The Centre for the Promotion of Private Enterprise (CPPE) has insisted that while the recent 30 percent debt discount for domestic airlines is a welcome lifeline, it is merely a “short-term respite” for an industry struggling with several costs hindering business survival.
In a statement released on April 26, 2026, Muda Yusuf, CPPE chief executive officer, commended President Bola Ahmed Tinubu and Festus Keyamo, Aviation Minister, for the intervention. The approval allows struggling operators to shave off nearly a third of their outstanding obligations to federal agencies—a move aimed at stabilising a sector hit by a 300 percent surge in Jet A1 fuel prices over the last quarter.
However, the economist warned that the celebration should be brief. According to the CPPE, the real threat to the survival of Nigerian wings isn’t just past debt but a “hostile” present-day fiscal environment.

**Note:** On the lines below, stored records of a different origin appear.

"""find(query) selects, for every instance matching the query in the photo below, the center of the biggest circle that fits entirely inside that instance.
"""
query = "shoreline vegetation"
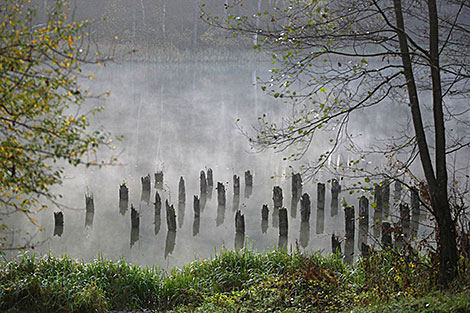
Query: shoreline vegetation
(234, 281)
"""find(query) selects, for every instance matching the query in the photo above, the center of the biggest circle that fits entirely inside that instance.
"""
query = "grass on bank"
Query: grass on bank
(233, 281)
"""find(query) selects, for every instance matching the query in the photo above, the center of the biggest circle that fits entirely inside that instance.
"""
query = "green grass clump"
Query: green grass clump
(234, 281)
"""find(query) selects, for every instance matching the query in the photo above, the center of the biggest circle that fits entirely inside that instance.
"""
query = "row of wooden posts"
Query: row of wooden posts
(280, 216)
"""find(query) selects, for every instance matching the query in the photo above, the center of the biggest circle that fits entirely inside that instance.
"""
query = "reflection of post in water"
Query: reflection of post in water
(58, 223)
(264, 218)
(220, 194)
(378, 209)
(145, 188)
(248, 184)
(277, 199)
(304, 234)
(415, 213)
(239, 230)
(305, 208)
(320, 208)
(197, 216)
(170, 242)
(170, 216)
(90, 210)
(135, 222)
(123, 198)
(335, 190)
(158, 180)
(283, 229)
(363, 221)
(349, 229)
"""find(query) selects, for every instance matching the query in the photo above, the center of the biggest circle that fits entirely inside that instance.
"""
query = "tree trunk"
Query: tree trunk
(446, 239)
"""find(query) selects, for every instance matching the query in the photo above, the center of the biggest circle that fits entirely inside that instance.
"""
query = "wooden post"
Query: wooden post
(304, 234)
(296, 185)
(123, 198)
(386, 235)
(386, 198)
(210, 178)
(264, 218)
(335, 245)
(305, 208)
(58, 223)
(363, 221)
(181, 191)
(197, 215)
(349, 222)
(203, 183)
(239, 230)
(90, 210)
(220, 193)
(158, 180)
(236, 185)
(145, 183)
(170, 217)
(123, 192)
(320, 196)
(135, 219)
(248, 179)
(283, 223)
(277, 197)
(335, 190)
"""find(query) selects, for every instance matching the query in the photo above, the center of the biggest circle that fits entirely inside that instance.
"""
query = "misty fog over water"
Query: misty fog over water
(181, 119)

The CPPE highlighted a staggering industry estimate: cumulative charges from the Nigerian Civil Aviation Authority (NCAA), the Federal Airports Authority of Nigeria (FAAN), and the Nigerian Airspace Management Agency (NAMA) now swallow up to 35 percent of airline revenues.
“A level that is clearly incompatible with the thin margins typical of the aviation business,” Yusuf noted.

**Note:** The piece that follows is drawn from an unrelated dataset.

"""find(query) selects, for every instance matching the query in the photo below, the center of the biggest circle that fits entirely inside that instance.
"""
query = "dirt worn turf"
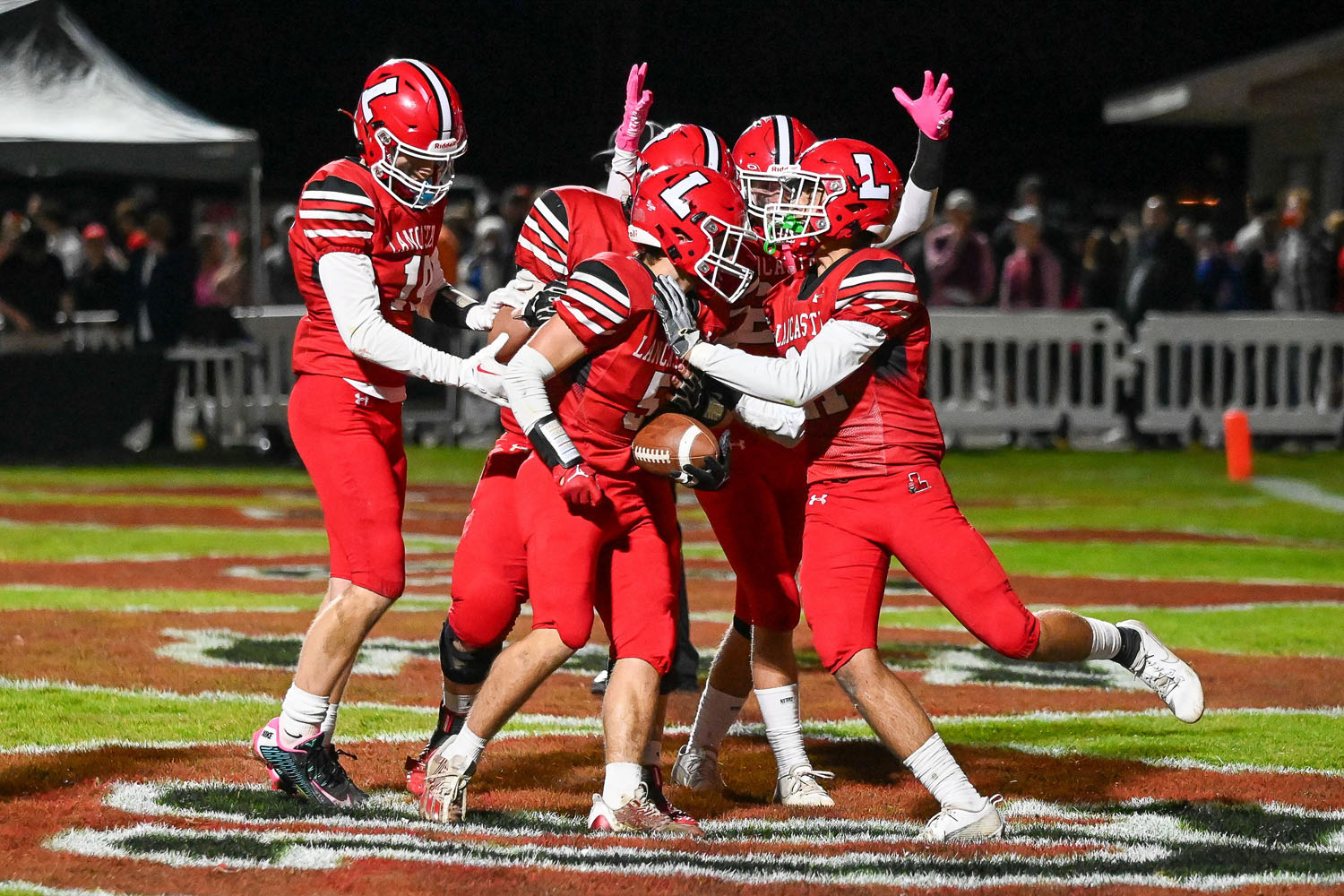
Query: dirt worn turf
(150, 618)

The statement detailed a fragmented and “overly burdensome” regime of fees that includes ticket and cargo sales charges, passenger service and facility fees, landing, parking, and boarding bridge charges, administrative and aircraft inspection fees, and heavy import duties on critical aircraft spare parts.

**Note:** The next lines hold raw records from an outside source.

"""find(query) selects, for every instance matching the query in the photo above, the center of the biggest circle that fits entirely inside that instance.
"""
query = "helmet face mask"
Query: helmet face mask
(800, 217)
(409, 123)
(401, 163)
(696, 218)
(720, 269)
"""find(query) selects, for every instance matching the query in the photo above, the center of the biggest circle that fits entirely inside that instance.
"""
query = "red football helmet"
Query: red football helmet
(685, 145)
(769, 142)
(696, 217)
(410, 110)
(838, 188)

The CPPE argued that the sector’s health is now a matter of national integration and safety. As road travel becomes increasingly precarious due to insecurity across many parts of the country, air travel has evolved from a luxury for the elite to a vital artery for business mobility and trade.
Despite this strategic importance, the CPPE lamented a “persistently high airline mortality rate,” suggesting that without immediate cost reforms, more domestic carriers will follow the path of defunct predecessors.
To move beyond temporary bailouts, the CPPE is urging the Federal Government to undertake a comprehensive rationalization of aviation charges. The goal is a streamlined and moderated cost structure that enhances the “viability, competitiveness, and resilience” of local operators.
Yusuf emphasised that this is not just an economic plea but a safety imperative. Excessive financial pressure, he argued, creates a dangerous environment where operators might struggle to maintain the highest operational standards.
“Government support must go beyond debt relief,” the statement concluded. “What is needed is a reform of the aviation cost environment to ensure domestic airlines are not overburdened by charges that undermine investment, weaken service quality, and raise ticket prices for the average Nigerian.”